Cyra pun bergegas merapikan semua berkas di mejanya dan menutup laptopnya. Lalu meraih tasnya dan keluar dari ruangannya.
Kini dia sudah duduk manis di mobil BMW merah kesayangannya. Mengendarai mobilnya dengan santai, seolah tak ingin terburu-buru sampai rumah.
Ada notif pesan masuk di ponselnya, sepertinya balasan dari Fandy. Cyra sempat mengiriminya pesan sebelum mobilnya melaju tadi.
Pesan balasan dari My Husband
.
Hati-hati di jalan, santai aja bawa mobilnya agar selamat sampai rumah. Aku juga sayang kamu Cyra.
Cyra tersenyum senang seolah puas dengan balasan Fandy. Dia lalu membalasnya lagi.
Jangan lama-lama jauh dariku. Dunia kamu sekarang bukan hanya lukisan dan kanvas tapi ada aku, istrimu.
Tak lama pesan balasan Fandy masuk.
Iya Cyra aku sadar, duniaku tidak hanya lukisan dan kanvas. Sekarang ditambah ada kamu. Gemes banget jadi ingin meluk cium kamu.
Cyra tertawa pelan, meski mata menatap ponsel lalu beralih fokus menatap jalan raya. Cepat dia mengetik balasan dan mengirimnya.
Pulang ke aku dong kalau mau peluk cium.
Masuk lagi notif balasan dari Fandy.
Sabar ya cantik, aku pasti pulang menemuimu segera.
Cyra hanya tersenyum tak membalasnya lagi. Dia lalu fokus menyetir dan jalan raya yang dilalui mobilnya.
Tak lama kemudian Cyra sampai di rumah mewahnya. BMW merahnya sudah terpakir rapi di garasi. Lalu dia melangkah anggun masuk ke dalam rumah.

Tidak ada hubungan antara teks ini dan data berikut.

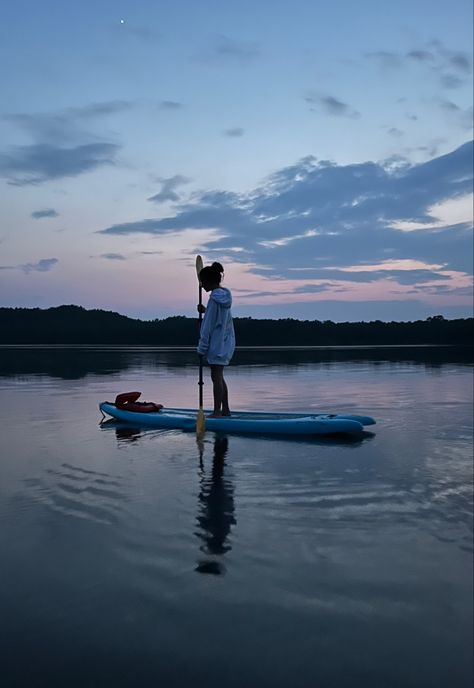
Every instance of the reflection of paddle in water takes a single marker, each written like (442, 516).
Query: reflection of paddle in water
(216, 510)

“Assalamualaikum,” salamnya begitu dia membuka pintu rumah.
“Waalaikumsalam,” dijawab Mama kemudian.
Cyra menghampiri mamanya yang sedang berada di dapur. “Masak apa Ma?” tanyanya setelah duduk dan menatap mamanya yang terlihat sibuk memasak.

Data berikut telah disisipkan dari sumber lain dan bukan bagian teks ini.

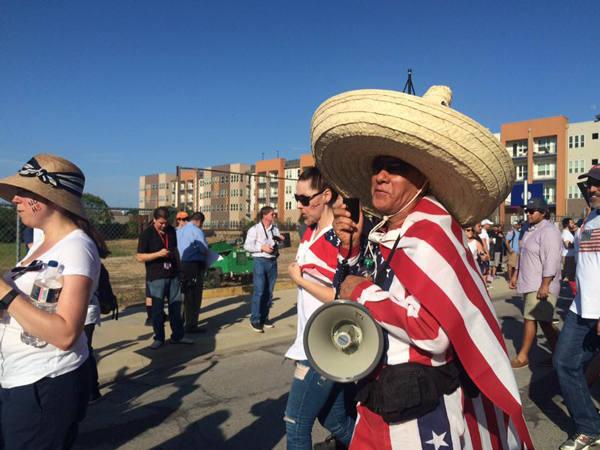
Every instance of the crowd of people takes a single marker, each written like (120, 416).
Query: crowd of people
(445, 378)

“Opor ayam dan nasi uduk kesukaanmu dan papa,” jawab mama sambil menoleh ke Cyra.
“Asyik, dimasakin menu favoritku. Makasih Mama cantik,” pujinya sambil beranjak dan memeluk mamanya dari belakang.
“Tumben nih, bilang makasih sambil peluk Mama. Pasti lagi galau karena kangen Fandy ya,” tebak mama.
Cyra mengangguk lesu. “Iya Ma, kangen banget dia.”
“Telepon atau kirim pesan dong ke dia.”
“Udah Mama dari pagi juga sampai mau pulang tadi, gak tau kenapa beda banget rasanya di telepon sama lihat orangnya langsung,” rajuknya.
Mama mengelus lembut tangan dan pipi putri kesayangannya itu. “Sabar ya sayang, dia hanya sebentar itu pulangnya. Mandi dulu sana, terus kita makan habis ini.”
Cyra mengangguk dan perlahan melepaskan pelukannya. “Iya Ma, aku ke kamar sekarang.”
Setelah Cyra berlalu dari dapur, mama terdiam sesaat dan mendesah pelan. “Huh… baru pisah sama Fandy sebentar aja udah galau banget gitu. Gimana kalau lama pisahnya?”